The advancement of technology provides many benefits for the average consumer when it comes to travel - but beware, says Charlie Barr.

“Mobile phone apps alone contain a plethora of convenience, all on a single device. But from a cyber security perspective, the over-reliance on a single app provides a crippling weakness for industry providers, as a single ransomware attack or denial of service can completely dismantle a travel company's business, as was evidenced in the attack against Scandinavian Airlines, where hackers took down the website and app and demanded increasingly larger sums of money as ransom, from thousands to hundreds of thousands, to millions of US dollars.”

Jamie Akhtar: “A real area of concern is supply chain attacks. The travel sector is incredibly reliant on its supply chains, and hackers know this. We expect to see more attacks on the small suppliers who work with large airlines and travel vendors as targeting them is often simpler for would-be cybercriminals.

“We can’t ignore the threat posed by nation-state actors. We’ve seen plenty of examples of nation-state attacks on critical infrastructure in the last few years and, unfortunately, the travel industry is very much a target in this regard.”

However, Zane Bond, Head of Product at Keeper Security thinks that despite everything, modern technology has greatly improved travel.

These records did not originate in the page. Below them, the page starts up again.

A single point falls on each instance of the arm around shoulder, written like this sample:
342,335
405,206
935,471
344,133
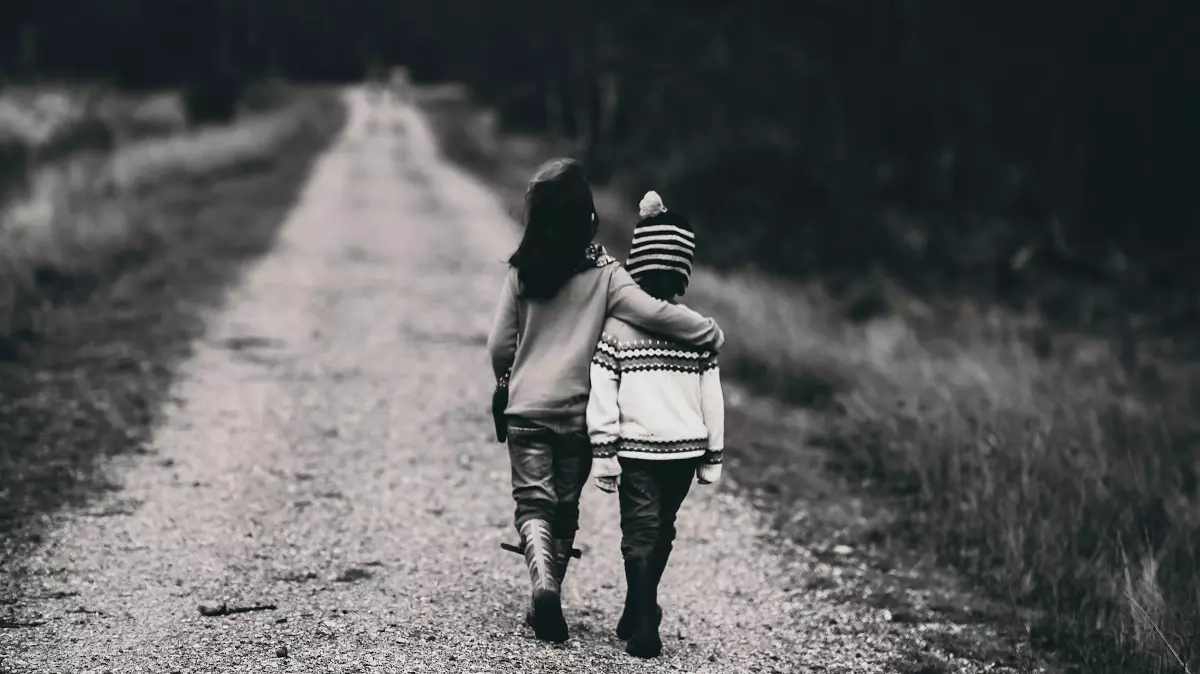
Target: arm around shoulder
629,302
502,341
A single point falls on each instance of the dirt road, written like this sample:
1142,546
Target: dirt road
328,453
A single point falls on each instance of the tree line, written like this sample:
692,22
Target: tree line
1000,127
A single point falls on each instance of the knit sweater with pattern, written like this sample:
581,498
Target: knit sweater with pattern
547,344
654,398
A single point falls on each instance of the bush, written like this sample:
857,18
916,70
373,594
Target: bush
13,164
84,134
213,100
265,95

“While major disruptions like air traffic control shutdowns and booking outages can happen, they are the exception, rather than the rule. The more likely scenario is that you will receive push notifications to alert you of flight cancellations, emails about in-flight options and text messages to check in faster, among other things.

“Think back to thirty years ago, when travellers had to just sit at the airport waiting for an announcement over the intercom to inform them something went wrong.”